As I’m sure others have encountered who chose to deploy a standard mongrel/rails setup, my site has never been able to auto-recover from a hardware related restart (read crash/blackout/etc). Well, it would seem that the newest mongrel_cluster gem added a “--clean” option to the startup that removes stale pids that would otherwise keep mongrel from starting.
This is great. Now I get to delete my completely non-functional cleanup script that I’d written to do this at boot time. Do you really want to keep power-cycling to figure out why it works when run by hand but fails miserably when run at startup? After I spent a few hours one night trying to figure out the cleanest way to parse out the pid_file entry from the various cluster configuration files in /etc/mongrel_cluster to be able to properly cleanup after a crash and never really liked what I had to do to get the right values out of that, the dang thing never worked and I have had to manually log in after each “outage” to fix it. At it never failed that I didn’t notice any of the times the site was down for at least a couple days so I doubt anybody thinks my site is even alive anymore.
Now I simply update the start form of the mongrel_cluster init script to call --clean and I’m done. Mongrel takes care of itself now. There’s hopefully some really elegant code somewhere in mongrel_cluster or mongrel_rails that deals with parsing the pid_file configuration line and hopefully the dang thing works during boot.
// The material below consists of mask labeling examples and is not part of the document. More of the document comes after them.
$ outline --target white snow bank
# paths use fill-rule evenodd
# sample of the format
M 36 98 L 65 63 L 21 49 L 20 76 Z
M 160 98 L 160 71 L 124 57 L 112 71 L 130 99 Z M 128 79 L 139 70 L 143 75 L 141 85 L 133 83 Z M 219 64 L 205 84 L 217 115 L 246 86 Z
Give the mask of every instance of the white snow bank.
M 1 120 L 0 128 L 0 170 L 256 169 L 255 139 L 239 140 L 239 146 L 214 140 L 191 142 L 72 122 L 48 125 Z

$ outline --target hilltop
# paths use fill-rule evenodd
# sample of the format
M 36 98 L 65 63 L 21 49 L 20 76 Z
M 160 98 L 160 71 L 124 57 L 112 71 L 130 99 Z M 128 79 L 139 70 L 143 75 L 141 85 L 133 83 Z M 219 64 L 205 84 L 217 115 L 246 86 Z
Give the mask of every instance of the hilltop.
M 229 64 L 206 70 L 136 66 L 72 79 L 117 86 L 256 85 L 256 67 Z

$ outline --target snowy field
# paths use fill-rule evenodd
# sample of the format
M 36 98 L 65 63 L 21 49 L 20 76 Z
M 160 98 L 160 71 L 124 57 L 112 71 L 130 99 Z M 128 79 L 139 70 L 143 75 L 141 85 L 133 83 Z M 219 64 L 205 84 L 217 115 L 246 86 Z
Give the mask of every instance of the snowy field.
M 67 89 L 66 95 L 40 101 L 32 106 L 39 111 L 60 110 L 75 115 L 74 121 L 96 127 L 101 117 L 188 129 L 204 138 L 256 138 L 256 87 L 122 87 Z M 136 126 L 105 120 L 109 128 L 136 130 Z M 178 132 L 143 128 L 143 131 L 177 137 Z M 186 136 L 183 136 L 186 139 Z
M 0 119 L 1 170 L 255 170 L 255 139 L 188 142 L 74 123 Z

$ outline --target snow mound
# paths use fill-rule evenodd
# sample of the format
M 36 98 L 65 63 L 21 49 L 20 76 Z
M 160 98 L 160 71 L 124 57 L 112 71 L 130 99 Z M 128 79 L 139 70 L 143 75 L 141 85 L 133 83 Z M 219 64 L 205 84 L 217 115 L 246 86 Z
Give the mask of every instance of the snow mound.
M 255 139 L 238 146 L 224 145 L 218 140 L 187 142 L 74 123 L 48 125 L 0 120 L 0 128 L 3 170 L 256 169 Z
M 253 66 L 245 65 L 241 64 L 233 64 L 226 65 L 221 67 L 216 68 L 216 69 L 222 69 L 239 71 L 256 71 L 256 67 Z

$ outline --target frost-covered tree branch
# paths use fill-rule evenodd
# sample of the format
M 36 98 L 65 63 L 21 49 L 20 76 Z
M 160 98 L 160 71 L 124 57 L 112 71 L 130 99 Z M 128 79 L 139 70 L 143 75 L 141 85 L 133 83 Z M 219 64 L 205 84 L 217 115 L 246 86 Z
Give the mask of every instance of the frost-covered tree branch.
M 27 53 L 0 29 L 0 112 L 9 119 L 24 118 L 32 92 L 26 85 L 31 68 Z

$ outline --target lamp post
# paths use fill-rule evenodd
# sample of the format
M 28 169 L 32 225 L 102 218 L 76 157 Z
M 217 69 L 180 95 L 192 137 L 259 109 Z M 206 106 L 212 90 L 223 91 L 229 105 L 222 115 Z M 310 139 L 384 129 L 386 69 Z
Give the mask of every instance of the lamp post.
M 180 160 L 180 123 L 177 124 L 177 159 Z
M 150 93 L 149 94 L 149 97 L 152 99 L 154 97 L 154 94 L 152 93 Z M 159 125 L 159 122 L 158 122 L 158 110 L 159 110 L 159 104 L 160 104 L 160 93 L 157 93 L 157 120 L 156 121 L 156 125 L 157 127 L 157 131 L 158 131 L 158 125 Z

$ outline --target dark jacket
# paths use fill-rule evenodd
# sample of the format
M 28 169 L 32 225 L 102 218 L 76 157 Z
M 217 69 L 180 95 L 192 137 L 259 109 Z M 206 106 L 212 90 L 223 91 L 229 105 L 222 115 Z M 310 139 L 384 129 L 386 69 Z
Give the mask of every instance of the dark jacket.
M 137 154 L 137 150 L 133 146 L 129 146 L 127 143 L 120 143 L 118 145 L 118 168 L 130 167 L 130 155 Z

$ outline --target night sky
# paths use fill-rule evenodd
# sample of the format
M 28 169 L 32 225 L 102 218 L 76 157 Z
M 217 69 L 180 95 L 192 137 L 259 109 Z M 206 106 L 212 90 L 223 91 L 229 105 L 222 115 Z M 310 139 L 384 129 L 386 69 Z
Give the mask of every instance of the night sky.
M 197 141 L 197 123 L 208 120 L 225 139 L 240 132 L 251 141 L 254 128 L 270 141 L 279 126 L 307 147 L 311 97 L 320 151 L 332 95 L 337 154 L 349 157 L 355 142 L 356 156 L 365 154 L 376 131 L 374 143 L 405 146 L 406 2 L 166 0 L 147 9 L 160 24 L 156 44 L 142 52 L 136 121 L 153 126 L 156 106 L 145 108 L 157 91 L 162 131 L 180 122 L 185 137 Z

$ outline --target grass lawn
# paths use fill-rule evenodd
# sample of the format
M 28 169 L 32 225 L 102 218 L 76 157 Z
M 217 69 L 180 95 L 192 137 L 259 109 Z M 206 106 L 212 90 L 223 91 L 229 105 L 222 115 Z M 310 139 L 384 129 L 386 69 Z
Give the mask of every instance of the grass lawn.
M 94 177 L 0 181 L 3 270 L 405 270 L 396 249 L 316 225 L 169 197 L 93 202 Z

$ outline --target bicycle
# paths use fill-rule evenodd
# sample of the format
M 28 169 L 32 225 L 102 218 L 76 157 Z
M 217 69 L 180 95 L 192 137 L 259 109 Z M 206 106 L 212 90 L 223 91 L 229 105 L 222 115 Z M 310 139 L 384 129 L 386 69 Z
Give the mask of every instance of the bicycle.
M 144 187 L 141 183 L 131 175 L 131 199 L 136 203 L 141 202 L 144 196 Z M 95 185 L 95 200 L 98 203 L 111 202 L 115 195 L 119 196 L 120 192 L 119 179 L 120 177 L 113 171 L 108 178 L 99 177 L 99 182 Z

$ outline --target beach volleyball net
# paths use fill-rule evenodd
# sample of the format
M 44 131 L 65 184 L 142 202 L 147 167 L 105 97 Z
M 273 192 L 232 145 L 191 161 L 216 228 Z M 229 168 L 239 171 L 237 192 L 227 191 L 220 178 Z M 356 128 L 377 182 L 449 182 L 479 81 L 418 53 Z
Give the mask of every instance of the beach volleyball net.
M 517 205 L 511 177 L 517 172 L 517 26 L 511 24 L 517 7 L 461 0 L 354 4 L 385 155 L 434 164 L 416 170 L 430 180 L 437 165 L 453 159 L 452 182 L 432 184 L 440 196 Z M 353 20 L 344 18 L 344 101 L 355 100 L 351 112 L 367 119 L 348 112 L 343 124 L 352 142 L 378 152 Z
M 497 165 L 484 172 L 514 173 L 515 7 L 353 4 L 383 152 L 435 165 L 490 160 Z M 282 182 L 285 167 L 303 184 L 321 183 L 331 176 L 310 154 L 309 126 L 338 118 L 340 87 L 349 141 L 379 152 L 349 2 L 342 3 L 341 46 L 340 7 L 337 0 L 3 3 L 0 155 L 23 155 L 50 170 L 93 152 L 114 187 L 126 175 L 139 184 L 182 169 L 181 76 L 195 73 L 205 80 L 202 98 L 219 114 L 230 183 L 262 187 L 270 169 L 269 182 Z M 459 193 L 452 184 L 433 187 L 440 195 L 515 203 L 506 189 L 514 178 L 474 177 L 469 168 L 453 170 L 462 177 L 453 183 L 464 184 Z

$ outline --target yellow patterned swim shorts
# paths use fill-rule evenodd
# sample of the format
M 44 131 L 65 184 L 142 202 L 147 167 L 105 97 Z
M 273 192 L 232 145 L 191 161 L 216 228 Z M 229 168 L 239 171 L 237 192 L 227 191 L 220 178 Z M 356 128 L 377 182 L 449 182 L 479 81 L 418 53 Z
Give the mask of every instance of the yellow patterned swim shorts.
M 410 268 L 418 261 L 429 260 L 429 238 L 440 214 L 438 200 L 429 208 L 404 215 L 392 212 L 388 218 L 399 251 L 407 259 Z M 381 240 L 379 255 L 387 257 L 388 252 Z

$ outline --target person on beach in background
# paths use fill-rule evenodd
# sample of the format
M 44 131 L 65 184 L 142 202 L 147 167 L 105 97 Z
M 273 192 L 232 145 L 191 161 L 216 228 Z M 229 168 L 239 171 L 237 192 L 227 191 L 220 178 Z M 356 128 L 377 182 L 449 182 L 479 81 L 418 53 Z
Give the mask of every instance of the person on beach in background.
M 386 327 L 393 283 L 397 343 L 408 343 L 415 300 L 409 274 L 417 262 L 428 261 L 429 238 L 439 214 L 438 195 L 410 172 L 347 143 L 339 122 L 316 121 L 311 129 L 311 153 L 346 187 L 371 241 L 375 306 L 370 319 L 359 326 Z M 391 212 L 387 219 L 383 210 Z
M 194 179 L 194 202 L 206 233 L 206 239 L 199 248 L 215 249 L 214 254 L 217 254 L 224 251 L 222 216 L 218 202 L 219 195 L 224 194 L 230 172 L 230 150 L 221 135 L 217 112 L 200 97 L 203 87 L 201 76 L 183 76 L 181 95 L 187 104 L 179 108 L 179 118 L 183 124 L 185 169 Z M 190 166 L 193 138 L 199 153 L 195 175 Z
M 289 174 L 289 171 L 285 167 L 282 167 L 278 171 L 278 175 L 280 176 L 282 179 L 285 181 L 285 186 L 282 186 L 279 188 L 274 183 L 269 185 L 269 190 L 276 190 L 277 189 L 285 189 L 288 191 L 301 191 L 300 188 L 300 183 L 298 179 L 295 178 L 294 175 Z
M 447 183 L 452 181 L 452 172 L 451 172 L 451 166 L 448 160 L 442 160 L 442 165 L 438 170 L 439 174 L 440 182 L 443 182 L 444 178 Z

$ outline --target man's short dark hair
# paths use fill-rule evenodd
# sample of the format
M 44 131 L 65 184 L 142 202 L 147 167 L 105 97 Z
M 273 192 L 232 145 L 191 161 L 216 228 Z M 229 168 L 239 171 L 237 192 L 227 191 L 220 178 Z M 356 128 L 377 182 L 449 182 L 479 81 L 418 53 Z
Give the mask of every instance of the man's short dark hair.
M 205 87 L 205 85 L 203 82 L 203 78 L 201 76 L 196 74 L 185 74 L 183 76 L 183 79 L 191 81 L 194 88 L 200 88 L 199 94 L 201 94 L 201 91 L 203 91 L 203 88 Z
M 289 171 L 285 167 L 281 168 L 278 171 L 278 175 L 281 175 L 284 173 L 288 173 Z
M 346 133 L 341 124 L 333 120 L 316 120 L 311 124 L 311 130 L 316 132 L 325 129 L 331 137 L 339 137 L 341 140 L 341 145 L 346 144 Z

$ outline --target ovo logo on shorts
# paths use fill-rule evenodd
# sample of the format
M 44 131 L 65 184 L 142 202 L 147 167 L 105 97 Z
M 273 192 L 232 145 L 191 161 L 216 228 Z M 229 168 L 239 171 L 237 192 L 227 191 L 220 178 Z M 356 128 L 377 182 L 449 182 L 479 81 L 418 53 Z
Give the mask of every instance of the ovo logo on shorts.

The first hope is as easy as reading the code, which I’ll do later, while the second isn’t something I feel like testing right now so only time will tell.
The funny thing about this whole story, at least what I got out of it, was that if I had first just checked for updates, I would have saved myself a night of trying to figure out how to cleanly parse the pid_file config line and the headache of seeing the thing not work. So the moral, boys and girls, is to always check for updates, it could save you a lot of time and maybe a headache or two.